Chicago Police Detective Ronald Yawger, now retired

Chicago Police Detective Ronald Yawger, now retired


Published April 4, 2011


Staff Reporters

Ronald E. Yawger — originally the lead homicide detective on the 2004 case involving Mayor Daley’s nephew — was accused in a federal criminal indictment in the mid-1980s along with another officer of providing security for a cocaine sale but found not guilty.

According to the indictment and testimony in the case, Yawger and his then-partner drove Ray Carskie — a drug dealer who was carrying cocaine — in an unmarked police car to a Lincoln Park bar where another drug dealer, Scott Breslar, was meeting with a buyer who turned out to be an undercover FBI agent on May 11, 1984.
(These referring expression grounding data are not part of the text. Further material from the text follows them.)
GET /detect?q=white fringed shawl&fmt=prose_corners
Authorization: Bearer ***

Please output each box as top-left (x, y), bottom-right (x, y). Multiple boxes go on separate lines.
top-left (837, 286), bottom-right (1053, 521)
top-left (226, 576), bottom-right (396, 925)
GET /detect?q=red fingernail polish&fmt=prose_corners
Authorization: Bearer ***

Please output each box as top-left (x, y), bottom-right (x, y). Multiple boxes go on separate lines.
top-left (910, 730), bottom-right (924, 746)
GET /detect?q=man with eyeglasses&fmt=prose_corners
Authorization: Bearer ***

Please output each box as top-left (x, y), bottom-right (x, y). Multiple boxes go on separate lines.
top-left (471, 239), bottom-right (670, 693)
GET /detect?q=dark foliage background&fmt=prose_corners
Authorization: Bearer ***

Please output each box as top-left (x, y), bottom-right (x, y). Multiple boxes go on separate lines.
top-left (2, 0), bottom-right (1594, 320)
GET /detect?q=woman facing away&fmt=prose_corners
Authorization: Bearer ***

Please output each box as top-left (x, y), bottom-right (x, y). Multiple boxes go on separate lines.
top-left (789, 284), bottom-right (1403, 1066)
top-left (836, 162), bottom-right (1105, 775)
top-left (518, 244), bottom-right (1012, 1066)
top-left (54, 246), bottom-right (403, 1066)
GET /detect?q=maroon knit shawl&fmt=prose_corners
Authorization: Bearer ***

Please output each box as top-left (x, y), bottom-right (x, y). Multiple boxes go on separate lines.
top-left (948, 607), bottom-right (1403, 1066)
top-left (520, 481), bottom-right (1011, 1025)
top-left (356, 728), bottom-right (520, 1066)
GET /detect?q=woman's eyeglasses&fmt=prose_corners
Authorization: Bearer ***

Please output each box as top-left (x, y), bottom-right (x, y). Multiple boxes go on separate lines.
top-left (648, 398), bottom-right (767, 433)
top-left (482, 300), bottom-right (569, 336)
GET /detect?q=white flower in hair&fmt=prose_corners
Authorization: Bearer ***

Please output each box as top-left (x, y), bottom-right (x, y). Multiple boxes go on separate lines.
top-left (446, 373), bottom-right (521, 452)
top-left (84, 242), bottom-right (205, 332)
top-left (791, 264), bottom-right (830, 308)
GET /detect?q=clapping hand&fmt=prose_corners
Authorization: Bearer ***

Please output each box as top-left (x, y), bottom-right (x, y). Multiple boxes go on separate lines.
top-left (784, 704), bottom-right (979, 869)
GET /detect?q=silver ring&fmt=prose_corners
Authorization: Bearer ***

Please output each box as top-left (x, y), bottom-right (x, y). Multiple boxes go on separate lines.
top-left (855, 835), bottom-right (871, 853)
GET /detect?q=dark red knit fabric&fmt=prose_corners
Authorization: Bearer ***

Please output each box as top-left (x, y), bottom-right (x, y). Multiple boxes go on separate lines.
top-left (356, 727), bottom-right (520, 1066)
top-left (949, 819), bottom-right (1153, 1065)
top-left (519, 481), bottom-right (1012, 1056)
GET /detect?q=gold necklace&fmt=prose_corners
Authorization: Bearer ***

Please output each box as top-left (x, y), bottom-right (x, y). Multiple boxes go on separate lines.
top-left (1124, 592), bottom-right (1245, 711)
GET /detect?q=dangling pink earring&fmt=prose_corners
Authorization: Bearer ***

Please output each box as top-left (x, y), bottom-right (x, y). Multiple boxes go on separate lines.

The FBI arrested Breslar. Then, agents confronted Yawger telling him that they’d seen Carskie, now sitting in the back seat of the police car, just place a package of cocaine into the trunk of Breslar’s white Mercedes nearby.

Yawger and his partner told the FBI that Carskie was an informant who was alerting them to the drug sale involving Breslar and that they were investigating.

Breslar pleaded guilty. A jury convicted Carskie but acquitted Yawger and his partner, who both testified they didn’t know Carskie had cocaine when they drove him to the sale.

Yawger, now 59, wasn’t disciplined by the Chicago Police Department. He retired in August 2007 and has an annual pension of $71,683.

A month after his retirement from the Police Department, he was hired as an investigator for Attorney General Lisa Madigan, where his salary is $70,212 a year.

In an unrelated matter, the city of Chicago is now defending Yawger and two other detectives in a civil case filed in 2008 in federal court by Frank Davis, who spent nearly two years in Cook County Jail until a jury acquitted him of murder charges in a gang-related double homicide. In his lawsuit, Davis accused the detectives of malicious prosecution.

Attorneys for the city argue that despite his acquittal, Davis “was found not guilty because he drove the getaway car but did not pull the trigger,” according to a statement from the city’s Law Department. “The two people in his car were convicted of the double homicide because they actually did the shooting.”